Good coffee and quips with David Sedaris
Trashing other books on the best-seller list . . . Teasing Dublin waitresses . . . There’s a sense of devilment about Sedaris, an arch humorist whose stories are a lesson in precision writing
“I’m not writing about my sister, really, I’m just writing I’d made plans before she killed herself. I’d made plans for my whole family to get together at the beach for a week, and so we did. We got together at the beach for a week. So it’s a story about our week at the beach with this kind of hanging [over us], because she had left it in her will that we could not have her body or attend her funeral, so it was like . . . ” he laughs slightly nervously, “our hands were kind of tied. Because normally you’d be planning the funeral or just come from the funeral and you would have thought, ‘Oh, it was so nice to see so and so at the funeral’, but there was none of that.
“We used to go to the beach every summer when we were kids, and we hadn’t been in 20 years.
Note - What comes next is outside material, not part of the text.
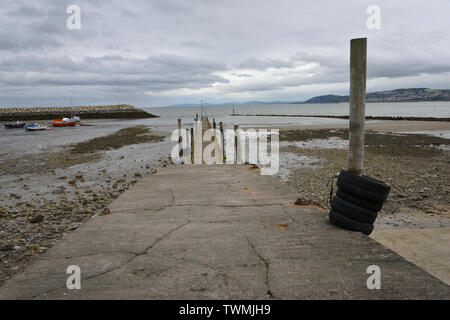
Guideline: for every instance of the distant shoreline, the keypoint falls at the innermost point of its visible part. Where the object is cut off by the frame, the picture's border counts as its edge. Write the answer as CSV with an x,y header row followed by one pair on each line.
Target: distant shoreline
x,y
346,117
So kind of revisiting that beach situation, but you’re not young any more, we’re middle-aged now and there’s a conspicuous absence. But I would still like it to be funny because there were things that happened that week that were funny, so it’s going to be interesting to see if I can pull that off.”
Dublin Airport story
Sedaris’s notebook goes everywhere, and he finds himself constructing stories in different places – such as Dublin Airport.
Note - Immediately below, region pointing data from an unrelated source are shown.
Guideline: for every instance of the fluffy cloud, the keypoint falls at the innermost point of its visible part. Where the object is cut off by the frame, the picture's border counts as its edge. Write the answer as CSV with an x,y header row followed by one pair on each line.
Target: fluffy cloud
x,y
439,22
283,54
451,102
“When I was in line this morning, I thought about writing a story that would take place in line. But it’s really hard to pull that off, a completely interior story. I was in line this morning, deciding in which order I would kill people, basically. Like all the Americans who were in line, I was just thinking: can you say anything that’s not a cliche? And then the noise that people make? That laugh, that they feel like they have to make a sound or something? Like, oh God.”
He recalls an excellent interior story by Dorothy Parker, Shall We Dance. “There has to be a way to make that work. And because it’s a passport line too, I’d be killing people of all races and nationalities, equally, without discrimination.”
He laughs and goes off into the characters: “And you know the guy who just doesn’t . . . it’s like, he hasn’t advanced in 15 feet. What are you doing on your phone? What are you doing on your phone that you didn’t notice that? You’ve been standing here for over an hour and every time the line advances. Do you know what I mean? Like who are you texting? You have no friends.”
He cracks up. “You start hating everybody in that situation. So I made little notes.”